Hacker News

Your comment sort of implies that all this is some super standardized flow that is well studied and highly optimized but in my experience all this ML stuff is closer to the edge of broken than some kind of local maximum.

There is an ungodly number of engineering decisions that go into making ML work and any number of stupid things are all over the place that cause stuff to fail.

Like something stupid like your normalization was bad or your mix of data was bad or your learning rates were bad or you have some precision issues or your model has a bad init or some architectural problems cause poor training or straight up there are tons of bugs somewhere like your batching was doing something silly or there is some numerically unstable division or sqrt or somewhere etc etc.

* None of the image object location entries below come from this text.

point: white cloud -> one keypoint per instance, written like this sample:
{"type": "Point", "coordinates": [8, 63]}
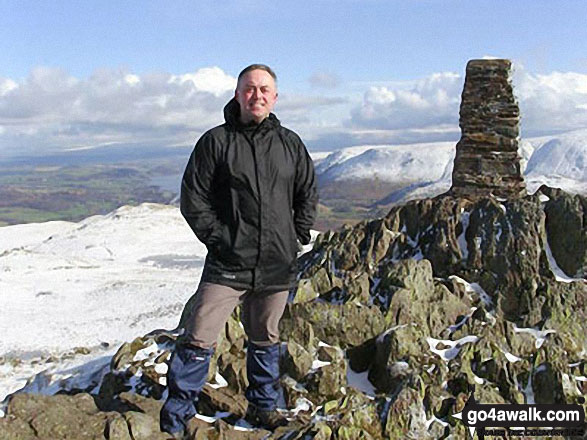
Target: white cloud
{"type": "Point", "coordinates": [7, 85]}
{"type": "Point", "coordinates": [552, 102]}
{"type": "Point", "coordinates": [208, 79]}
{"type": "Point", "coordinates": [431, 101]}
{"type": "Point", "coordinates": [53, 109]}
{"type": "Point", "coordinates": [324, 80]}
{"type": "Point", "coordinates": [548, 102]}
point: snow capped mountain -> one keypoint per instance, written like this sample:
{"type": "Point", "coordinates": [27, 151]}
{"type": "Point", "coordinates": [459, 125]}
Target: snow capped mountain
{"type": "Point", "coordinates": [92, 284]}
{"type": "Point", "coordinates": [564, 155]}
{"type": "Point", "coordinates": [401, 163]}
{"type": "Point", "coordinates": [559, 161]}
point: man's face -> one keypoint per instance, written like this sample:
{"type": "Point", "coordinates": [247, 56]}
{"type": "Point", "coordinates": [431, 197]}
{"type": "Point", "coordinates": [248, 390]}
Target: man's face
{"type": "Point", "coordinates": [256, 94]}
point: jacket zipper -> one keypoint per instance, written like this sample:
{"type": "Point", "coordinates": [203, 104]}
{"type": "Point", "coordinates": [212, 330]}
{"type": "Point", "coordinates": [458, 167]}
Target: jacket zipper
{"type": "Point", "coordinates": [259, 247]}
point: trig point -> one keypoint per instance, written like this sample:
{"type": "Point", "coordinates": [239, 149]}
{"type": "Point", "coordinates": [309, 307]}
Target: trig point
{"type": "Point", "coordinates": [487, 159]}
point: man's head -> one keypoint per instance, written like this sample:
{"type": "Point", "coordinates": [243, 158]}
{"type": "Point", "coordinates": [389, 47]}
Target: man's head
{"type": "Point", "coordinates": [256, 92]}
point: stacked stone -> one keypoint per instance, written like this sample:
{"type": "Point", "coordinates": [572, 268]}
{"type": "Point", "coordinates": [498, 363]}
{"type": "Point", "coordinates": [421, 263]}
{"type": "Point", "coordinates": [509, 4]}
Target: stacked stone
{"type": "Point", "coordinates": [487, 159]}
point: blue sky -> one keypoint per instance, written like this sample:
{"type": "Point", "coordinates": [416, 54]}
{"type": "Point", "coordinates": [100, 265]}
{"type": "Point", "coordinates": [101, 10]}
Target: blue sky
{"type": "Point", "coordinates": [349, 71]}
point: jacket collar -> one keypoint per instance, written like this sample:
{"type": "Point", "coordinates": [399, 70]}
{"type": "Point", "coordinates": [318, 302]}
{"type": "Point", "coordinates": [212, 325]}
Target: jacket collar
{"type": "Point", "coordinates": [232, 118]}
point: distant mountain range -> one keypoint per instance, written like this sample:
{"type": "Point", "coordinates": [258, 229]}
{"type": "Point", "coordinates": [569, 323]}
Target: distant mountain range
{"type": "Point", "coordinates": [424, 170]}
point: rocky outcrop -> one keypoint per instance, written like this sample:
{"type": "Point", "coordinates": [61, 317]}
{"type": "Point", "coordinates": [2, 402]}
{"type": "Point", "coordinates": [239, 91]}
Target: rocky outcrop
{"type": "Point", "coordinates": [487, 159]}
{"type": "Point", "coordinates": [398, 322]}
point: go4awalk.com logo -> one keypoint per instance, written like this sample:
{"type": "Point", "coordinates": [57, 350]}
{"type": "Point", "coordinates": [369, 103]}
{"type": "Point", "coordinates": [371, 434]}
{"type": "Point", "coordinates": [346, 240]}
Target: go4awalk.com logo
{"type": "Point", "coordinates": [522, 420]}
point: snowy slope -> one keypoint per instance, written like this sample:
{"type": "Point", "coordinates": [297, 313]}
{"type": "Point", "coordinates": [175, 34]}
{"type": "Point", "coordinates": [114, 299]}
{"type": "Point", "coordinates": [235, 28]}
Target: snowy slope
{"type": "Point", "coordinates": [401, 163]}
{"type": "Point", "coordinates": [563, 155]}
{"type": "Point", "coordinates": [93, 284]}
{"type": "Point", "coordinates": [559, 161]}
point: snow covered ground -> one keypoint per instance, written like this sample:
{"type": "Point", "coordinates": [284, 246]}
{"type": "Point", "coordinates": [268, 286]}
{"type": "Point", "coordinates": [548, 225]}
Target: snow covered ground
{"type": "Point", "coordinates": [558, 161]}
{"type": "Point", "coordinates": [72, 292]}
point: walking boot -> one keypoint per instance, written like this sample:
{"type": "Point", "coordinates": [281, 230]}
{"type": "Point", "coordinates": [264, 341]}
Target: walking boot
{"type": "Point", "coordinates": [263, 390]}
{"type": "Point", "coordinates": [186, 376]}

At scale with stupid issues like hardware faults I imagine this only gets exponentially worse.

And then on product sides of integrating stuff more bugs sneak in like so many labs were releasing so many open source LLMs with broken and incorrectly configured chat templates that massively tanked performance.

Or they set up some parmeters in sampling wrong and stuff gets stuck in loops or hallucinates tons or something.

In his 2025 hotchips keynote Noam Shazeer (GDM VP) even says that you need hardware determinism because there are just so many bugs in ML experiments that you need to be able to tweak and test things.

Also there are just so many obvious issues with the way everything works conventionally in GPT2 style like with softmax causing attention sinks at punctuation and creating dispersion over longer sequences because of low sharpness and the whole previllaged basis thing making it so common information takes up a lot of model capacity.